The U.S. Small Business Administration (SBA) guarantees several types of business loans. The 7(a) loan program constitutes the primary SBA program for providing financial assistance to small businesses.The 504 loan program provides long-term,
fixed-rate financing for major fixed assets.

This column addresses the highlights of the 7(a) program.

Before going into the basics of 7(a) loans, it’s important to understand the SBA rarely issues loans. Instead, the federal agency provides a guarantee of up to 90 percent, based on the loan amount and type, to the lender to reduce the risk of lending to small businesses.

The 7(a) program provides guaranties to lenders that allow them to provide financial help for small businesses with special requirements. There are three types of 7(a) loans: standard, express loans and CAPLines. Loan amounts, terms and funding speeds vary, but business owners can generally qualify for up to $5 million for standard 7(a) loans. The application review usually takes five to 10 business days.

A 7(a) loan can be used for:

Acquiring, refinancing or improving real estate and buildings.

Short- and long-term working capital.

Refinancing current business debt.

Purchasing and installing machinery and equipment, including expenses related to artificial intelligence.

Purchasing furniture, fixtures and supplies.

Complete or partial changes in ownership.

Key eligibility factors for 7(a) loans are based on what the business does to earn income, credit history and where the business operates. First, business must meet SBA size limitations. Know your North American Industry Classification, or NAICS, codes. Here is a link to the list of NAICS codes:
https://www.naics.com/six-digit-naics. If you’re registered with the System for Award Management, you already chose your NAICS codes.

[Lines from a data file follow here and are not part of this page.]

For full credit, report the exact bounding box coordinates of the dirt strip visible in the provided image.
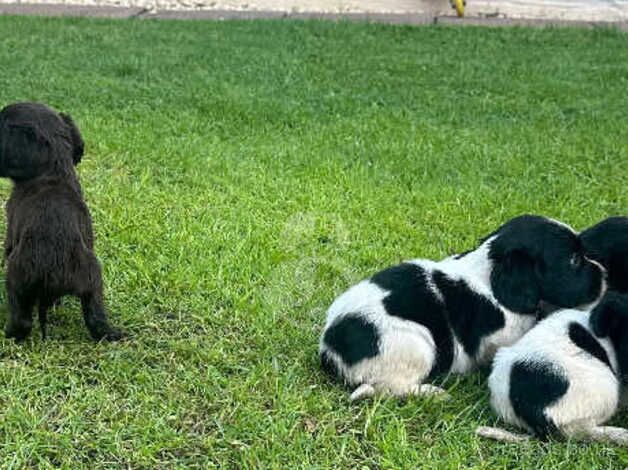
[0,2,626,30]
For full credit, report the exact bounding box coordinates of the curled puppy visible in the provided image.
[478,292,628,445]
[581,216,628,293]
[319,215,606,401]
[0,102,123,341]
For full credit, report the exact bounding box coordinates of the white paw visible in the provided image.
[476,426,530,443]
[350,384,375,402]
[418,384,451,400]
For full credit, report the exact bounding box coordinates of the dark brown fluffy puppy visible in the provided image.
[0,102,123,341]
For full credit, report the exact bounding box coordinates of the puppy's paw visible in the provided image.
[350,384,375,402]
[102,327,126,342]
[417,384,451,400]
[90,325,126,342]
[476,426,530,443]
[5,325,32,342]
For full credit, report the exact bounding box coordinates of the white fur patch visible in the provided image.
[487,308,623,441]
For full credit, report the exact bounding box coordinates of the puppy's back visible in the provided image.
[6,179,94,292]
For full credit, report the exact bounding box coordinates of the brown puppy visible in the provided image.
[0,102,123,341]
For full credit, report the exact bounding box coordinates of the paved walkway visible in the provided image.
[0,0,627,27]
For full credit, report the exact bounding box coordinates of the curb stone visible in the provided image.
[435,15,628,30]
[145,9,435,25]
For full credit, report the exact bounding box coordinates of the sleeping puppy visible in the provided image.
[319,215,606,401]
[0,102,123,341]
[477,292,628,444]
[581,216,628,293]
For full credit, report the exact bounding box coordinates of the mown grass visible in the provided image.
[0,14,626,468]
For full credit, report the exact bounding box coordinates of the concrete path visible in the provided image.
[0,0,627,28]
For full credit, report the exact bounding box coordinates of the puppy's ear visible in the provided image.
[60,113,84,165]
[590,293,626,338]
[490,249,541,314]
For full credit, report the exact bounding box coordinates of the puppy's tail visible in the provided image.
[476,426,530,443]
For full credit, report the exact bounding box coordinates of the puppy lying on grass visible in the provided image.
[0,102,123,341]
[320,215,606,401]
[477,292,628,445]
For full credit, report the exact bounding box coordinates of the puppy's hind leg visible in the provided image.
[350,383,450,402]
[476,426,531,443]
[412,384,451,400]
[350,384,376,402]
[349,330,441,402]
[5,290,35,342]
[81,291,124,341]
[581,426,628,445]
[79,255,124,341]
[38,297,55,340]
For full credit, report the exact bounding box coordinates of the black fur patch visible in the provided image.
[509,360,569,439]
[371,263,454,378]
[581,217,628,293]
[568,322,613,371]
[319,350,341,381]
[322,315,379,367]
[432,270,506,358]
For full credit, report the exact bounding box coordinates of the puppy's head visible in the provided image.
[0,102,84,181]
[590,292,628,379]
[581,217,628,293]
[489,215,605,314]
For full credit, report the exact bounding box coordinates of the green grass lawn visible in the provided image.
[0,15,626,468]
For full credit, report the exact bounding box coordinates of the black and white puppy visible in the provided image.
[477,292,628,444]
[320,215,606,401]
[581,216,628,293]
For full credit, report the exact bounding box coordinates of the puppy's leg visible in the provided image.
[350,384,376,402]
[476,426,531,443]
[79,256,124,341]
[38,297,54,340]
[350,383,450,401]
[81,290,123,341]
[5,291,35,342]
[396,383,451,400]
[413,384,450,399]
[581,426,628,445]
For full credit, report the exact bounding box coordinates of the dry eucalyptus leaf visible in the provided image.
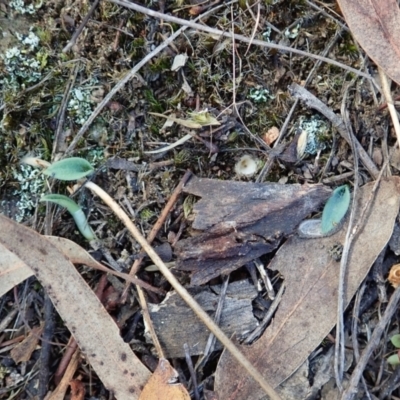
[0,236,116,298]
[215,177,400,400]
[0,215,150,399]
[139,358,190,400]
[337,0,400,85]
[0,242,35,298]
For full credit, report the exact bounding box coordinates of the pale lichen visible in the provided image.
[11,164,45,222]
[1,28,42,90]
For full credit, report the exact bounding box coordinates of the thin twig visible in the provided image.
[305,0,349,31]
[184,343,200,400]
[244,283,285,344]
[244,0,261,56]
[84,180,282,400]
[62,0,101,53]
[351,280,373,399]
[195,275,230,372]
[108,0,371,79]
[341,286,400,400]
[379,68,400,145]
[120,170,192,302]
[52,63,80,157]
[38,294,55,398]
[334,87,360,390]
[137,285,165,358]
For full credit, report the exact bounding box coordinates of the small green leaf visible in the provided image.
[391,334,400,348]
[40,194,96,240]
[41,194,80,213]
[42,157,94,181]
[321,185,350,235]
[387,353,400,366]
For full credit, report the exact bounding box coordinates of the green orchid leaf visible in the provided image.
[43,157,94,181]
[321,185,350,235]
[391,334,400,348]
[40,194,96,240]
[387,353,400,366]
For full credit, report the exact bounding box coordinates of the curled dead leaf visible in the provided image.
[388,263,400,288]
[263,126,279,146]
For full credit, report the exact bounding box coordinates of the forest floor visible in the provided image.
[0,0,398,399]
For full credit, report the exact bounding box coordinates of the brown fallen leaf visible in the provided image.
[10,323,44,364]
[139,358,191,400]
[175,177,331,285]
[336,0,400,86]
[70,379,85,400]
[263,126,279,146]
[0,215,150,399]
[215,177,400,400]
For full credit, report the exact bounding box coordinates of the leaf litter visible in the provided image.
[2,0,400,398]
[215,177,400,400]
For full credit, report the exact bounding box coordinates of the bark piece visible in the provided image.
[175,177,331,285]
[148,280,258,357]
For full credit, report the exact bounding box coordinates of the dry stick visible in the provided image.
[109,0,370,79]
[54,336,78,385]
[334,89,360,391]
[244,0,261,56]
[195,275,230,372]
[84,253,164,295]
[289,83,380,179]
[120,169,192,302]
[342,286,400,400]
[351,281,373,400]
[379,68,400,145]
[305,0,349,31]
[62,0,101,53]
[184,343,200,400]
[64,3,231,155]
[244,283,285,345]
[335,161,388,393]
[136,285,165,358]
[84,181,282,400]
[52,62,80,157]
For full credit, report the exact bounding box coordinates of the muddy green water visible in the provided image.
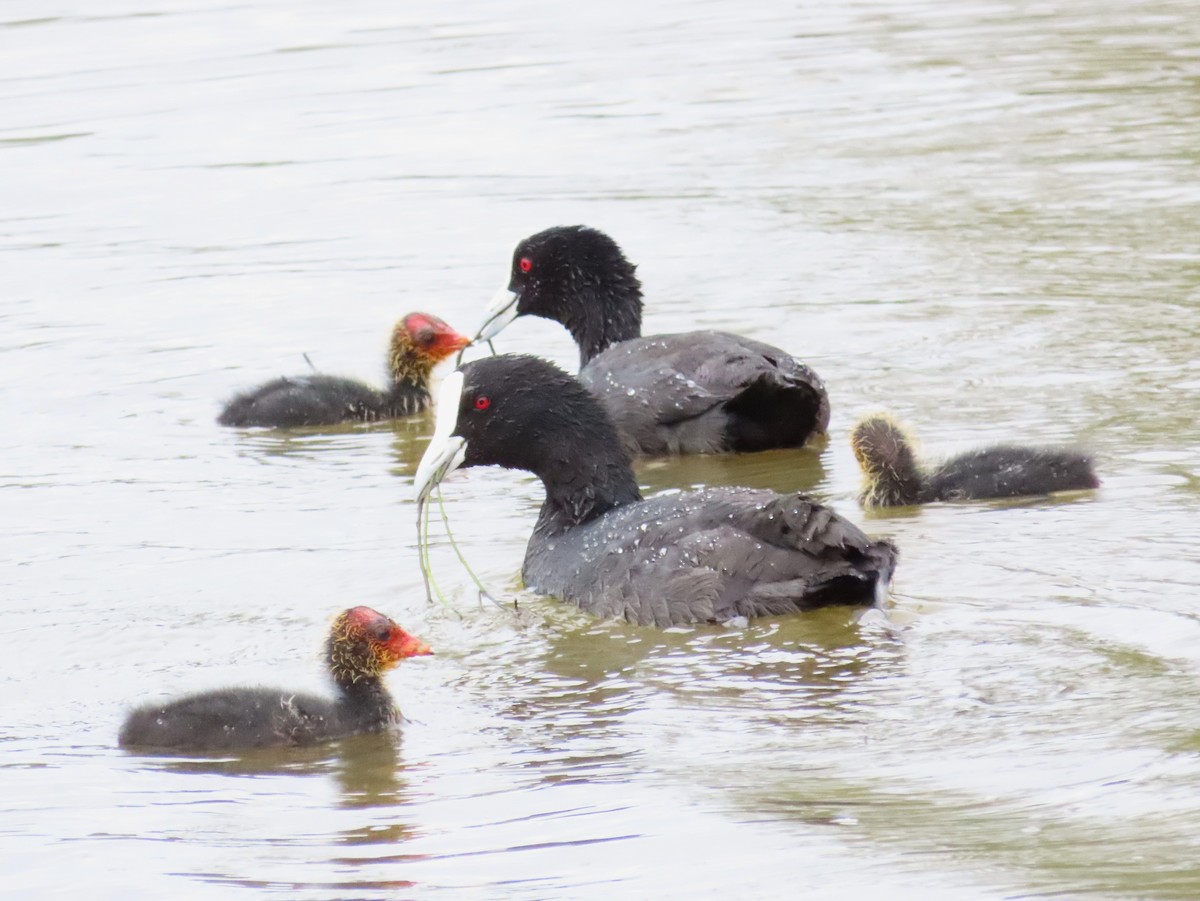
[2,0,1199,897]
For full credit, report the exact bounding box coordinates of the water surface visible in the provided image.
[3,0,1199,897]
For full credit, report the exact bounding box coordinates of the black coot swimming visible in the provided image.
[118,607,432,751]
[471,226,830,457]
[218,312,469,428]
[851,414,1100,508]
[414,355,896,627]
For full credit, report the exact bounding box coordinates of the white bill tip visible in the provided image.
[414,371,467,502]
[473,287,520,344]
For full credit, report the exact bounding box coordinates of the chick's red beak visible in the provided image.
[432,328,471,358]
[392,629,434,658]
[404,313,471,360]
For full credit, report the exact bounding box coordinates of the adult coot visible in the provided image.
[118,607,432,751]
[472,226,829,456]
[851,414,1100,509]
[218,312,469,427]
[414,355,896,627]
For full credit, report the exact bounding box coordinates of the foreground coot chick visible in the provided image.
[851,414,1100,509]
[472,226,830,456]
[118,607,432,752]
[218,312,469,428]
[414,355,896,627]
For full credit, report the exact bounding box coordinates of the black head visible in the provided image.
[460,354,627,472]
[474,226,642,360]
[414,354,641,522]
[483,226,642,363]
[505,226,631,314]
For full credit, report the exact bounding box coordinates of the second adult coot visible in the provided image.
[851,414,1099,508]
[218,312,469,428]
[472,226,830,457]
[415,354,896,627]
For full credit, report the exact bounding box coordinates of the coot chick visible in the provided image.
[472,226,830,457]
[118,607,432,752]
[218,312,469,428]
[851,414,1100,509]
[414,355,896,627]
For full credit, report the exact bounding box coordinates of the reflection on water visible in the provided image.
[130,733,413,823]
[636,443,829,497]
[3,0,1200,897]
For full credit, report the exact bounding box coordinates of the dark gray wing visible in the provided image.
[528,487,897,627]
[580,331,828,455]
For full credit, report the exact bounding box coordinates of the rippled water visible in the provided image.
[3,0,1199,897]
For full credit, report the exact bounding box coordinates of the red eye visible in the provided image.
[518,257,532,273]
[474,395,491,410]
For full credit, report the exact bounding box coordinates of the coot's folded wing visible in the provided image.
[541,487,897,626]
[581,332,829,455]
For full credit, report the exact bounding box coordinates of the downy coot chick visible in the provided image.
[851,414,1100,509]
[218,312,469,428]
[472,226,830,457]
[414,355,896,628]
[118,607,432,751]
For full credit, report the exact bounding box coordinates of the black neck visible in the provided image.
[461,353,643,536]
[532,449,642,538]
[562,281,643,366]
[333,676,397,730]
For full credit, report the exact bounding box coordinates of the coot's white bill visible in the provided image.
[473,287,520,344]
[414,370,466,503]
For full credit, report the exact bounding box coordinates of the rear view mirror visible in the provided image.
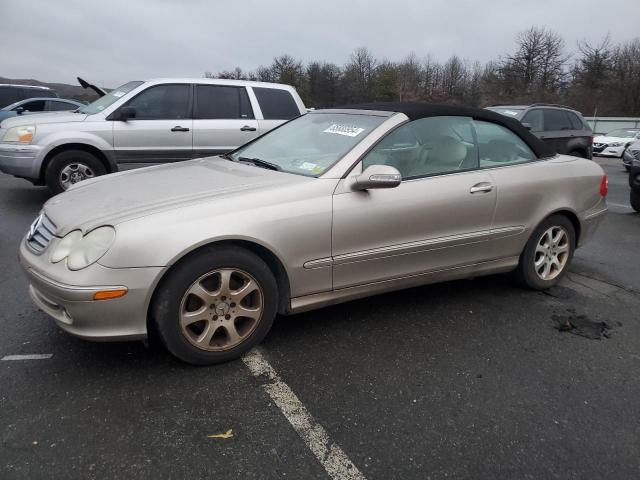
[15,107,25,115]
[522,122,533,131]
[352,165,401,190]
[117,106,136,121]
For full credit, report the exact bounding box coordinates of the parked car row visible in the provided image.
[0,78,306,193]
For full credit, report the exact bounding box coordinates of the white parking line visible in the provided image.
[1,354,53,361]
[607,202,633,209]
[243,349,366,480]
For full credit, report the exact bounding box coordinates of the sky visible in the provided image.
[1,0,638,88]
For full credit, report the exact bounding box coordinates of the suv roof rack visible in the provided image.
[0,84,52,90]
[529,103,576,110]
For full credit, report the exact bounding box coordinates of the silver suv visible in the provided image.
[0,78,306,193]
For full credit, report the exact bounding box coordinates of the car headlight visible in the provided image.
[2,125,36,143]
[50,226,115,270]
[609,142,623,147]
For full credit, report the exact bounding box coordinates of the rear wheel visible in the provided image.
[631,190,640,213]
[152,246,278,365]
[515,215,575,290]
[45,150,106,194]
[568,149,586,158]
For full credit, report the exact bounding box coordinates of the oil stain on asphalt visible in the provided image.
[552,308,612,340]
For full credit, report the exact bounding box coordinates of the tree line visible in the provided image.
[205,27,640,117]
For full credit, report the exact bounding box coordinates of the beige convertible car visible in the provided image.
[18,103,608,364]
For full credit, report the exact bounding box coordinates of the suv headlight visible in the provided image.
[2,125,36,143]
[50,226,115,270]
[609,142,623,147]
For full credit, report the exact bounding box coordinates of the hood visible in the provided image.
[0,111,87,128]
[44,157,310,235]
[593,135,633,144]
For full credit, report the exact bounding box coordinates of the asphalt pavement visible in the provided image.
[1,156,639,480]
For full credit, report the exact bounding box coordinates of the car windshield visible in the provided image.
[486,107,524,117]
[606,129,639,138]
[78,81,143,115]
[229,112,387,176]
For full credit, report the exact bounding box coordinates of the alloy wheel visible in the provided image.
[179,268,264,351]
[59,163,95,190]
[534,226,570,281]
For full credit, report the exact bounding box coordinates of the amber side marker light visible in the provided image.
[93,288,128,301]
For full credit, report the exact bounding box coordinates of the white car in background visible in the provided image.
[592,128,640,158]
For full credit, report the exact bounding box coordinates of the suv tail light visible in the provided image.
[600,174,608,197]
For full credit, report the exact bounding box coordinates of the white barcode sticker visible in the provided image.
[323,124,365,137]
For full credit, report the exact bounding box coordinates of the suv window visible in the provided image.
[126,84,190,120]
[48,100,76,111]
[362,116,478,178]
[18,88,54,100]
[566,111,584,130]
[0,87,20,107]
[543,109,572,131]
[475,121,536,167]
[521,109,543,132]
[195,85,254,119]
[19,100,46,112]
[253,87,299,120]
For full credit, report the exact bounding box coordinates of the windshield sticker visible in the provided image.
[299,162,319,171]
[312,166,324,174]
[323,124,366,137]
[503,110,520,116]
[111,91,126,98]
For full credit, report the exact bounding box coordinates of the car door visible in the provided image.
[112,83,192,164]
[192,84,259,158]
[473,120,544,259]
[541,108,574,154]
[331,116,497,289]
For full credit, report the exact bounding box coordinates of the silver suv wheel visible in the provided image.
[59,163,96,190]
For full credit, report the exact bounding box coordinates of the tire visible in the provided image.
[44,149,106,195]
[515,215,576,290]
[152,246,278,365]
[568,150,585,158]
[631,189,640,213]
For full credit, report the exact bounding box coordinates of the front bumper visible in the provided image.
[593,144,625,157]
[19,239,163,341]
[0,143,42,179]
[623,149,639,167]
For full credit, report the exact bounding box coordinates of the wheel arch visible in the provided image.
[39,143,116,182]
[146,239,292,338]
[531,209,581,247]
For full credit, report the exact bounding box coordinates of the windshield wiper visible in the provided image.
[237,156,281,171]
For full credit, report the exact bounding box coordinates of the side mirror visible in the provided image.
[522,122,533,131]
[116,106,136,121]
[352,165,401,191]
[15,107,25,115]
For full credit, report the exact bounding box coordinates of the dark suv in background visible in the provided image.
[0,84,58,108]
[487,104,592,159]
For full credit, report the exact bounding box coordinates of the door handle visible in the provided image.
[171,126,190,132]
[470,183,494,194]
[240,125,257,132]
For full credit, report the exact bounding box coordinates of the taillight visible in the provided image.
[600,175,608,197]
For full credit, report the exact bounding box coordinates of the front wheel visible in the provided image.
[515,215,575,290]
[45,150,106,194]
[152,247,278,365]
[631,190,640,213]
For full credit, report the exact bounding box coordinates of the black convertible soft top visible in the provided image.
[341,102,554,159]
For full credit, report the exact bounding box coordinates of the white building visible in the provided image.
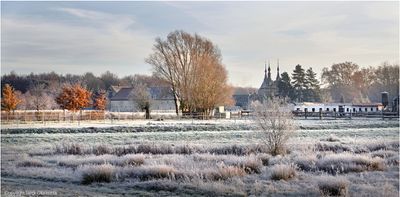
[293,102,383,113]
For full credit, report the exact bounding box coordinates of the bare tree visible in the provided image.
[129,83,152,119]
[252,98,297,156]
[25,84,58,111]
[146,30,232,116]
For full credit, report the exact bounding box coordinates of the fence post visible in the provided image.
[319,108,322,120]
[78,110,81,126]
[304,108,308,119]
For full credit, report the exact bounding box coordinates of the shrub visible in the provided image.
[370,150,397,159]
[317,176,349,196]
[294,155,316,171]
[79,164,115,184]
[209,144,247,155]
[122,154,145,166]
[321,135,341,142]
[316,153,385,174]
[93,144,112,155]
[127,165,177,181]
[17,158,47,167]
[55,143,85,155]
[252,99,297,156]
[270,164,296,181]
[258,153,271,166]
[203,165,246,181]
[239,156,263,173]
[315,142,352,153]
[218,166,246,178]
[136,144,173,154]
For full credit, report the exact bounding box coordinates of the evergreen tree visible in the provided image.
[291,65,306,102]
[305,67,321,101]
[278,72,294,101]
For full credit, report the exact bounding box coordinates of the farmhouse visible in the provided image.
[293,102,383,113]
[109,86,175,112]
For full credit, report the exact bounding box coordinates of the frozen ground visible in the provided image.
[1,118,399,196]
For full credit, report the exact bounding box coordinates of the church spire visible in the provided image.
[276,59,280,80]
[264,60,267,77]
[267,60,271,79]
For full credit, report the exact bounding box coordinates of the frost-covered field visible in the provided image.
[1,118,399,196]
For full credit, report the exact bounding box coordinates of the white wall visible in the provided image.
[293,103,381,113]
[110,100,175,112]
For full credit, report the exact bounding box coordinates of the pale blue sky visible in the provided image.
[1,1,399,87]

SBA size standards define whether or not a business is small and therefore eligible for government programs and preferences reserved for small business concerns. Size standards have been established for types of economic activity or industry. In addition, a business must operate for profit, be located in the United States, creditworthy and demonstrate the ability to repay the loan.

The SBA provides a lender match tool to help you find a lender and gather the documentation you need to apply for a 7(a) loan. You can go to the SBA website to start the process and see what documentation you need — www.sba.gov/funding-programs/loans/lender-match-connects-you-lenders.

The maximum 7(a) loan amount is $5 million. The minimum varies by loan program, but is generally about $25,000. For amounts up to $50,000, the SBA microloan program could offer a better option.

Loan recipients could be required to put up collateral, obtain life insurance to cover the loan amount or provide personal guarantees if your business doesn’t have sufficient assets and collateral.

Loan repayment terms vary according to several factors. Most 7(a) term loans are repaid with monthly payments of principal and interest from the cash flow of the business. Payments stay the same for fixed-rate loans because the interest rate is constant. For variable rate loans, the lender could require a different payment amount when the interest rate changes.

Note: The lending market is in constant flux, particularly in the current high interest rate market. Approach several lenders to determine the best fit for your business.